Cette distinction importante, sur laquelle Cousin est revenu très souvent dans sa philosophie, avait échappé en général à toutes les écoles antérieures, au moins aux écoles modernes ; car elle est déjà dans la distinction célèbre d’Aristote de l’acte et de la puissance. Mais précisément, par suite de la chute de l’école péripatéticienne, l’élément du virtuel, du potentiel, de l’instinctif avait disparu des écoles ultérieures. Le point de vue spontané fait entièrement défaut dans la (philosophie de Condillac ; il n’apparaît guère dans la philosophie de Descartes. Celui-ci ramenait tout au mécanisme et aux idées claires et distinctes ; celui-là expliquait tout par l’analyse.

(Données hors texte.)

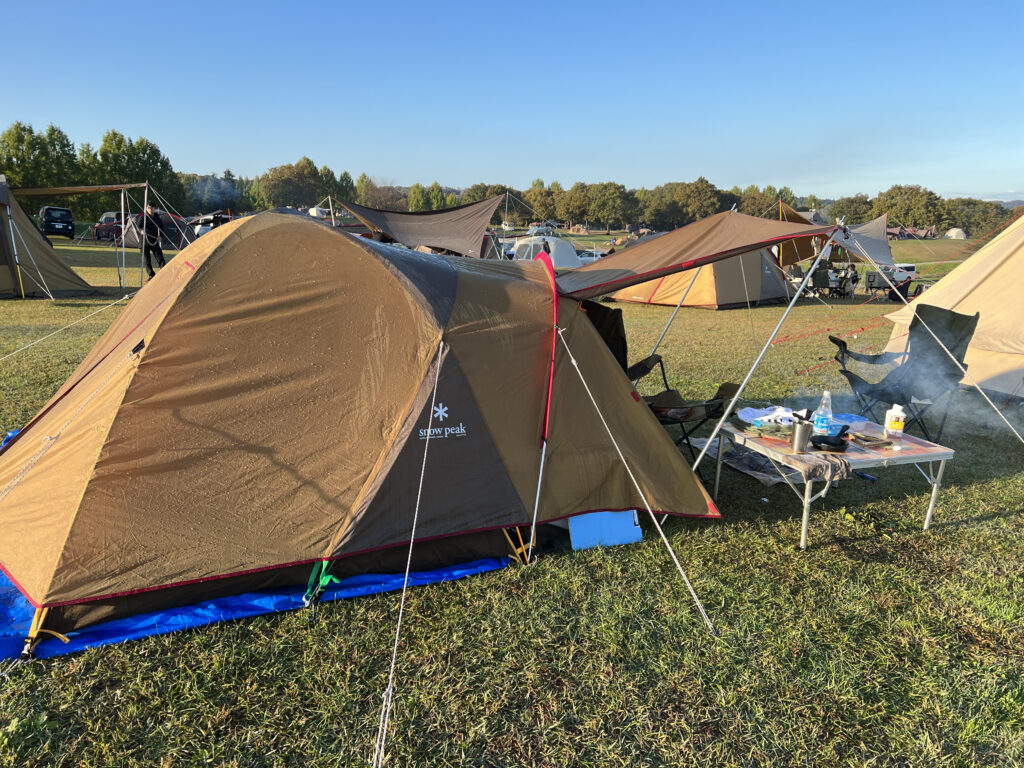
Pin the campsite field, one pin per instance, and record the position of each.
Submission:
(879, 645)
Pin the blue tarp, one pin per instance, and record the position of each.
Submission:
(16, 612)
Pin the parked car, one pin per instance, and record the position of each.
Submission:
(109, 226)
(53, 220)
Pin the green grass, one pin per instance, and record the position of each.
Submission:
(880, 645)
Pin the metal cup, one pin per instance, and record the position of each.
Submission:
(801, 434)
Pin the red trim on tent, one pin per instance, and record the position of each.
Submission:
(19, 588)
(546, 260)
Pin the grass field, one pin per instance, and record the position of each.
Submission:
(880, 645)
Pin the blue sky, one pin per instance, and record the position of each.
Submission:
(814, 96)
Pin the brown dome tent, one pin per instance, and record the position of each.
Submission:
(263, 404)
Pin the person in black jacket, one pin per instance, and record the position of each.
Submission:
(150, 223)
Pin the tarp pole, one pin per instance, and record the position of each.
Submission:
(676, 310)
(141, 240)
(824, 251)
(13, 245)
(122, 275)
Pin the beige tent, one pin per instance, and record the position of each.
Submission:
(29, 265)
(719, 286)
(988, 283)
(238, 423)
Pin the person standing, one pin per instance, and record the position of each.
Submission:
(150, 224)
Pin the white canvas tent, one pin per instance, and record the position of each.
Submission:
(987, 283)
(563, 255)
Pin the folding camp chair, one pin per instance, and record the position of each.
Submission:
(819, 283)
(672, 410)
(927, 373)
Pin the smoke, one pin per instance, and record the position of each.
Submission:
(211, 194)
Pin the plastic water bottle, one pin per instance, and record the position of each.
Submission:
(895, 421)
(822, 417)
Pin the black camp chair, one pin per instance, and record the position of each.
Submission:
(927, 373)
(819, 283)
(672, 410)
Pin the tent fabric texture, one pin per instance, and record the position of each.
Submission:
(29, 265)
(16, 612)
(987, 283)
(745, 280)
(562, 253)
(461, 230)
(704, 242)
(238, 423)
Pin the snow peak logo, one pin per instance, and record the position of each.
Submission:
(439, 433)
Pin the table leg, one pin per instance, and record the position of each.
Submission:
(718, 463)
(808, 493)
(935, 494)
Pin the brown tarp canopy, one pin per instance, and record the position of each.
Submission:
(866, 242)
(704, 242)
(29, 265)
(460, 230)
(54, 190)
(240, 421)
(749, 279)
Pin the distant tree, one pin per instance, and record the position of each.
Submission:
(571, 206)
(435, 197)
(855, 210)
(329, 183)
(251, 196)
(31, 159)
(697, 199)
(346, 187)
(366, 189)
(418, 198)
(608, 204)
(754, 202)
(296, 185)
(976, 217)
(541, 201)
(908, 205)
(787, 196)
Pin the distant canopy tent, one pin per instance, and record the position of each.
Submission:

Il n’est pas moins vrai aussi que Fichte avait sacrifié le point de vue spontané au point de vue réfléchi. C’est l’école de Schelling (après Leibniz) qui a rétabli le principe de la spontanéité. On peut, si l’on veut, rattacher sur ce point Cousin à Schelling. N’oublions pas cependant que, dans son récent voyage en Allemagne, Cousin n’avait pas vu Schelling : ce ne pourrait donc être que par Hegel qu’il aurait pu être mis sur la voie de cette importante distinction ; cependant Hegel lui-même, en ramenant tout à la logique, paraissait encore faire prédominer le principe réfléchi sur le principe spontané. En supposant d’ailleurs que cette idée eût son origine en Allemagne, ne serait-ce pas encore un service rendu que de l’avoir introduite et popularisée parmi nous ? L’enrichissement de la philosophie ne se fait-il pas de peuple à peuple par des emprunts réciproques ? Et quelle sagacité pour un jeune homme qui vient de causer quelques jours avec un grand esprit, malgré tous les obstacles qu’opposait la diversité des langues, de démêler et de recueillir, dans ces conversations brisées, un principe nouveau !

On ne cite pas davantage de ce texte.